- Qaleh Emam Location within Iran
- Coordinates: 32°24′58″N 52°35′26″E﻿ / ﻿32.41611°N 52.59056°E
- Country: Iran
- Province: Isfahan
- County: Varzaneh
- District: Central
- Rural District: Gavkhuni-ye Jonubi

Population (2016)
- • Total: 213
- Time zone: UTC+3:30 (IRST)

= Qaleh Emam =

Village in Isfahan province, Iran

Qaleh Emam (قلعه امام) (Note: Also romanized as Qal‘eh Emām) is a village in Gavkhuni-ye Jonubi Rural District of the Central District (Note: Formerly Bon Rud District of Isfahan County) in Varzaneh County, Isfahan province, Iran.

==Demographics==
===Population===
At the time of the 2006 National Census, the village's population was 164 in 46 households, when it was in Gavkhuni Rural District (Note: Renamed Gavkhuni-ye Shomali Rural District) of Bon Rud District (Note: Renamed the Central District of Varzaneh County) in Isfahan County.
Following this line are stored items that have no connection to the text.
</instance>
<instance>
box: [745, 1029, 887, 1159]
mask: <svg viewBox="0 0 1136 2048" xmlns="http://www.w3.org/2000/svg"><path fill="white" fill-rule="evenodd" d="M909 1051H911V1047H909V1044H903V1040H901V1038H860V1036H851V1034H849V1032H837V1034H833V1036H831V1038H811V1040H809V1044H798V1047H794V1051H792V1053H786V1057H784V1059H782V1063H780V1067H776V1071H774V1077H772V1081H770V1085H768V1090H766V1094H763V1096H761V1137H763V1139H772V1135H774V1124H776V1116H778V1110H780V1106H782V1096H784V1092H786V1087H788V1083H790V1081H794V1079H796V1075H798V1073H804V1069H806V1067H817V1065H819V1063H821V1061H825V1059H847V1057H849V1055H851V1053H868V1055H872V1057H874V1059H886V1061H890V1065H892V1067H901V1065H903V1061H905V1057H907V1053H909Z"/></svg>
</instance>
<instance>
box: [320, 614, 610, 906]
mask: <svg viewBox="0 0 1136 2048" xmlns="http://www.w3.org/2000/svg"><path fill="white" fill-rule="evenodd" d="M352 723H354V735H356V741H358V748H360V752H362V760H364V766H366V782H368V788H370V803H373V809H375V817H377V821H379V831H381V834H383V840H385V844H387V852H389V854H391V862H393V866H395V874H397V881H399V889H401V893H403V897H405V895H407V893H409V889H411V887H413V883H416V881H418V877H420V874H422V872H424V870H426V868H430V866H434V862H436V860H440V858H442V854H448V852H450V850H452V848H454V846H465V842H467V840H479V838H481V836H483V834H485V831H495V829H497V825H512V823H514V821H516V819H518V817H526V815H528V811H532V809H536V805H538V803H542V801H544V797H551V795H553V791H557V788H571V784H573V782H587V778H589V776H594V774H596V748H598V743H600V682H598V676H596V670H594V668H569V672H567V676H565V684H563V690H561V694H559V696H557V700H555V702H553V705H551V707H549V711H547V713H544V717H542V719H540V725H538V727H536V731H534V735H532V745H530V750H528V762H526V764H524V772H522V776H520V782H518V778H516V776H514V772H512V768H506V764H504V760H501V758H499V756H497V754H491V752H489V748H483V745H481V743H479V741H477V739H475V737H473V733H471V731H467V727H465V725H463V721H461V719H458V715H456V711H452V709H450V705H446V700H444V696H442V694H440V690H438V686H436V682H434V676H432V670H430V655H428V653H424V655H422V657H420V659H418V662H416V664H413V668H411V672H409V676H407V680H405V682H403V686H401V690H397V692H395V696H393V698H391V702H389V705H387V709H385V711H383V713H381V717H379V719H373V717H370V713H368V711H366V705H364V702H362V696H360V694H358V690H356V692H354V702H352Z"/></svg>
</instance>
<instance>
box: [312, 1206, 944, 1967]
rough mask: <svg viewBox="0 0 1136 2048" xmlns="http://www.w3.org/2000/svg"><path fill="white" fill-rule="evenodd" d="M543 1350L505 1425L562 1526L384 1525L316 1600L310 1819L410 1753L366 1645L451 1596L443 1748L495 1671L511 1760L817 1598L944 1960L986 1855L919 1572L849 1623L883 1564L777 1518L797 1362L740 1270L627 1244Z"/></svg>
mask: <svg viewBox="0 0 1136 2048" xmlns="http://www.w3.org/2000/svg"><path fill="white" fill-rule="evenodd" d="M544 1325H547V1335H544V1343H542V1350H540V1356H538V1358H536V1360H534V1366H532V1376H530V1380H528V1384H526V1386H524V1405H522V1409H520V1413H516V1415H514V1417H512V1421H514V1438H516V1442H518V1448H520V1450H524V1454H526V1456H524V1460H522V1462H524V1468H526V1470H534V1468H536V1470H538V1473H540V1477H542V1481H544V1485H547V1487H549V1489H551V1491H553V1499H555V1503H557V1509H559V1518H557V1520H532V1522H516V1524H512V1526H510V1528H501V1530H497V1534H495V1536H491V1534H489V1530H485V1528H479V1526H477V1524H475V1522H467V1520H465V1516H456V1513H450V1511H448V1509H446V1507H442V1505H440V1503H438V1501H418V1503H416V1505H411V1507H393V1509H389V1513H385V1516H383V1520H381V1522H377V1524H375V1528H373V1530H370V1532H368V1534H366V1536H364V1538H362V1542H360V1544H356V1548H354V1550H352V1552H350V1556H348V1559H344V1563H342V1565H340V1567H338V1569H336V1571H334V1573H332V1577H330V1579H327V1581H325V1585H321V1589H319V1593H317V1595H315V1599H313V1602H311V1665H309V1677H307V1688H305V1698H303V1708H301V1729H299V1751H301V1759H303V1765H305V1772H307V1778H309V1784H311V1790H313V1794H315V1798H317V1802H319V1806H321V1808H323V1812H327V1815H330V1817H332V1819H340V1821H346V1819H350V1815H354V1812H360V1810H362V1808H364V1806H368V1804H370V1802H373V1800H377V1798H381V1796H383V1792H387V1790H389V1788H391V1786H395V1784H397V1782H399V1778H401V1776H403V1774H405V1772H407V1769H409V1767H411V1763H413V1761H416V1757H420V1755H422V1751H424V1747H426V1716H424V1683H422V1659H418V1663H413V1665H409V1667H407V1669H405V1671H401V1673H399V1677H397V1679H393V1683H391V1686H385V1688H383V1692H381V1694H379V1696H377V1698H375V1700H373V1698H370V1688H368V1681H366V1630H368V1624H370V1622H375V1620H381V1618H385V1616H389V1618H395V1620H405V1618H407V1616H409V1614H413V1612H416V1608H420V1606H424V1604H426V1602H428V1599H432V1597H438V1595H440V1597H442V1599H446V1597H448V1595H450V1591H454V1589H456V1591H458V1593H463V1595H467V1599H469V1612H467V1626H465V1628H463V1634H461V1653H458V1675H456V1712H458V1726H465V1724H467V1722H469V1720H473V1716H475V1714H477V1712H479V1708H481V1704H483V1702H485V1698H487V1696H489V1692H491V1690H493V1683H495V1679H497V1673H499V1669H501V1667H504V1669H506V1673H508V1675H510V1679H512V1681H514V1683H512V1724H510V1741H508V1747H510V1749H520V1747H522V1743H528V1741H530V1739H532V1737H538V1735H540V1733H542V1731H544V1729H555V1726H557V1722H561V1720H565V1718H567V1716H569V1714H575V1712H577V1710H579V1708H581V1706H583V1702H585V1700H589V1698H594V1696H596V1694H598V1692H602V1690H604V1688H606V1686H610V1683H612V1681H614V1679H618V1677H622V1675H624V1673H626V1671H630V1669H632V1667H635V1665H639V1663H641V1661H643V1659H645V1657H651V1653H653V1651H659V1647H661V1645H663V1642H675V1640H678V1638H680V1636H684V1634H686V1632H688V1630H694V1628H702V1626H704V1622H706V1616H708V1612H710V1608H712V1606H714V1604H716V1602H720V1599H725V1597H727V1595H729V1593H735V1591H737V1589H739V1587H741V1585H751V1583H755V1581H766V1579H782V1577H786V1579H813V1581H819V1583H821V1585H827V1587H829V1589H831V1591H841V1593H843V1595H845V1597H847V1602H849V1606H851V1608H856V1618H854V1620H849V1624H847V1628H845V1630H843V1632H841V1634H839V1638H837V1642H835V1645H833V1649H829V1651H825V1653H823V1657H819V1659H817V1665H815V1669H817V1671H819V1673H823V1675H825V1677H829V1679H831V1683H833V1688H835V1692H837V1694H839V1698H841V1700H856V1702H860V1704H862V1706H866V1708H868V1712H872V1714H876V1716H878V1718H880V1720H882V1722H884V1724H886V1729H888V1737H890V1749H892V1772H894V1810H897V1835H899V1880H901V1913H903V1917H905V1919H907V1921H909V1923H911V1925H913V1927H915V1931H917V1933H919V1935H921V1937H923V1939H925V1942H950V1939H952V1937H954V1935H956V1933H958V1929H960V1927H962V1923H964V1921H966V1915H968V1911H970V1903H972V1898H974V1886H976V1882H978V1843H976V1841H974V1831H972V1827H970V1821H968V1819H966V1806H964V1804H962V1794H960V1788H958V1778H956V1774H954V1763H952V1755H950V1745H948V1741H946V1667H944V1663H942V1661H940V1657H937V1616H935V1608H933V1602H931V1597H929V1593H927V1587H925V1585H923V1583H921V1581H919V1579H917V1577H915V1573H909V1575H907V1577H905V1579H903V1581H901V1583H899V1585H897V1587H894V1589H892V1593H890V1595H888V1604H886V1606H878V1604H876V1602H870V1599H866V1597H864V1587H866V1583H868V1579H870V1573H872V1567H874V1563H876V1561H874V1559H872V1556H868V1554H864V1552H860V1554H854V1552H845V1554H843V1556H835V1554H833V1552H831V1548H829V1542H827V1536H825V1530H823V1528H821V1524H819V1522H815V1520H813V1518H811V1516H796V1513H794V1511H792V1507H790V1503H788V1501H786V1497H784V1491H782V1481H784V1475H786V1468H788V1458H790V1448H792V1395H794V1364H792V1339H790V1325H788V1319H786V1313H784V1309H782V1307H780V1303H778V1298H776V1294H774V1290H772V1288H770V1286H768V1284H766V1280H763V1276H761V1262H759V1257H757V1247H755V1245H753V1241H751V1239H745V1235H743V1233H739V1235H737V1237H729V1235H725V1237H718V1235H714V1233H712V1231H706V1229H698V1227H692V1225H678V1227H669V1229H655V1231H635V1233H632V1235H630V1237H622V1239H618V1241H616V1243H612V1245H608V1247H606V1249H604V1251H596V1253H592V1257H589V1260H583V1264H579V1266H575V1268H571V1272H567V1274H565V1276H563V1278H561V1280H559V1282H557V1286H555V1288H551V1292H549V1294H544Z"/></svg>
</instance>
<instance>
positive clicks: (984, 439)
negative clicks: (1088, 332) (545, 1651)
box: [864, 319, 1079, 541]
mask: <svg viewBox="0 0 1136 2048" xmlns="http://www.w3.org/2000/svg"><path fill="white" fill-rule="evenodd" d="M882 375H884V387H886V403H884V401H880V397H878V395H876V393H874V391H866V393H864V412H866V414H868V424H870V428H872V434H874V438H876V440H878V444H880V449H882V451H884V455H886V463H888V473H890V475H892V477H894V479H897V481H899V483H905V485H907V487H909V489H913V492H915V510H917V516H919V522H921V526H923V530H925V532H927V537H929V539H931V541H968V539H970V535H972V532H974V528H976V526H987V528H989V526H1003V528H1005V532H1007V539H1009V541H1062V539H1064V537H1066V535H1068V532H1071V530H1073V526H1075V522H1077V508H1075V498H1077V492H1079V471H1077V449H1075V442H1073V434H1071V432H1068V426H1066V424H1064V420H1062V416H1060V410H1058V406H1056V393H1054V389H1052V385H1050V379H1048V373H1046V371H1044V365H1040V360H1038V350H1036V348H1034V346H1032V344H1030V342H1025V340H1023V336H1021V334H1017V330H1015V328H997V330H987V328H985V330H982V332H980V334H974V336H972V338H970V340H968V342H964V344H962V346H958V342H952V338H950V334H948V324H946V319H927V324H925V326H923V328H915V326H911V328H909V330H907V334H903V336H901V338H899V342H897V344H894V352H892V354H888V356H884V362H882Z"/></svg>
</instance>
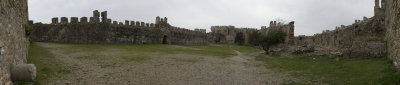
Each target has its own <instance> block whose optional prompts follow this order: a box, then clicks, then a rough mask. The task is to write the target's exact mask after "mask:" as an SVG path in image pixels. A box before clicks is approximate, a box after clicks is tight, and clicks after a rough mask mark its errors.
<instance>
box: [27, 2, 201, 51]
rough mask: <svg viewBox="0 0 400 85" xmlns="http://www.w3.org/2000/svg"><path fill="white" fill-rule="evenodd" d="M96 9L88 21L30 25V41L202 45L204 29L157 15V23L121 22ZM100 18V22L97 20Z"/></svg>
mask: <svg viewBox="0 0 400 85" xmlns="http://www.w3.org/2000/svg"><path fill="white" fill-rule="evenodd" d="M99 14H100V12H98V11H97V10H95V11H94V12H93V17H90V20H89V22H88V21H87V18H86V17H82V18H80V21H78V18H77V17H71V22H68V18H66V17H61V22H58V18H53V19H52V23H51V24H41V23H36V24H33V28H34V31H33V34H32V36H31V40H33V41H39V42H63V43H113V44H119V43H125V44H162V43H164V44H179V45H191V44H205V43H207V39H206V38H207V35H206V31H205V29H196V30H188V29H183V28H178V27H173V26H171V25H169V24H168V22H167V18H160V17H156V22H155V24H154V23H145V22H140V21H129V20H126V21H125V22H124V23H123V22H117V21H113V22H111V19H108V18H107V11H105V12H101V14H102V18H101V19H100V18H99V17H100V15H99ZM100 20H102V21H100Z"/></svg>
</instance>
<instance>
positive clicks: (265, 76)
mask: <svg viewBox="0 0 400 85" xmlns="http://www.w3.org/2000/svg"><path fill="white" fill-rule="evenodd" d="M262 53H263V51H262V50H259V49H258V48H256V47H249V46H238V45H227V44H207V45H184V46H180V45H161V44H155V45H154V44H152V45H129V44H63V43H44V42H34V43H32V44H31V48H30V51H29V57H28V63H34V64H35V65H36V66H37V71H38V76H37V79H36V81H35V83H34V84H41V85H48V84H49V85H59V84H67V85H160V84H162V85H266V84H267V85H282V84H289V85H290V84H293V85H298V84H306V85H307V84H319V85H320V84H350V85H359V84H374V85H375V84H391V83H393V82H396V79H400V78H398V77H396V75H397V76H398V73H396V72H393V71H392V70H391V64H389V63H388V61H387V59H385V58H371V59H341V60H339V61H336V59H331V58H328V57H326V56H319V57H318V56H306V55H297V56H292V57H279V56H266V55H263V54H262ZM392 67H393V66H392ZM397 81H398V80H397Z"/></svg>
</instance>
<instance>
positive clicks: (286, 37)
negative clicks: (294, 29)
mask: <svg viewBox="0 0 400 85" xmlns="http://www.w3.org/2000/svg"><path fill="white" fill-rule="evenodd" d="M276 29H281V30H282V31H284V32H285V33H286V38H285V44H287V45H289V44H293V43H294V41H293V40H294V21H292V22H289V23H288V24H283V23H280V22H277V21H271V22H270V26H269V27H268V28H267V27H266V26H262V27H261V29H260V32H261V34H264V35H267V34H268V32H269V30H276Z"/></svg>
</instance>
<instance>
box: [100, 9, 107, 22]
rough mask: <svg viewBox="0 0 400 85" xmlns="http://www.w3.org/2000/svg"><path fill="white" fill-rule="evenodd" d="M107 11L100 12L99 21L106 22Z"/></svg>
mask: <svg viewBox="0 0 400 85" xmlns="http://www.w3.org/2000/svg"><path fill="white" fill-rule="evenodd" d="M107 19H108V18H107V11H104V12H101V21H102V22H103V23H104V22H108V20H107Z"/></svg>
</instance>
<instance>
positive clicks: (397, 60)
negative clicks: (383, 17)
mask: <svg viewBox="0 0 400 85" xmlns="http://www.w3.org/2000/svg"><path fill="white" fill-rule="evenodd" d="M382 7H383V8H384V10H385V27H386V30H387V31H386V40H387V44H388V48H387V50H388V57H389V58H391V59H393V61H394V62H393V63H394V65H395V66H396V67H397V69H399V70H400V30H399V28H400V21H399V20H400V11H399V10H400V1H399V0H386V4H384V5H383V6H382Z"/></svg>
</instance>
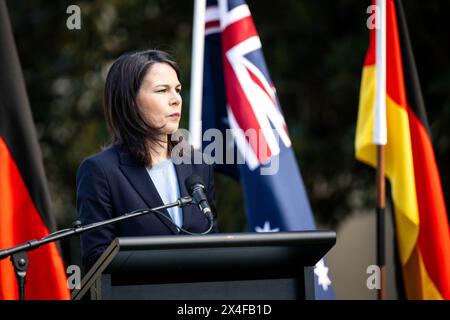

The following census in 2011 counted 185 people in 63 households. The 2016 census measured the population of the village as 213 people in 73 households.

In 2021, the district was separated from the county in the establishment of Varzaneh County and renamed the Central District. The rural district was renamed Gavkhuni-ye Shomali Rural District, and Qaleh Emam was transferred to Gavkhuni-ye Jonubi Rural District created in the same district.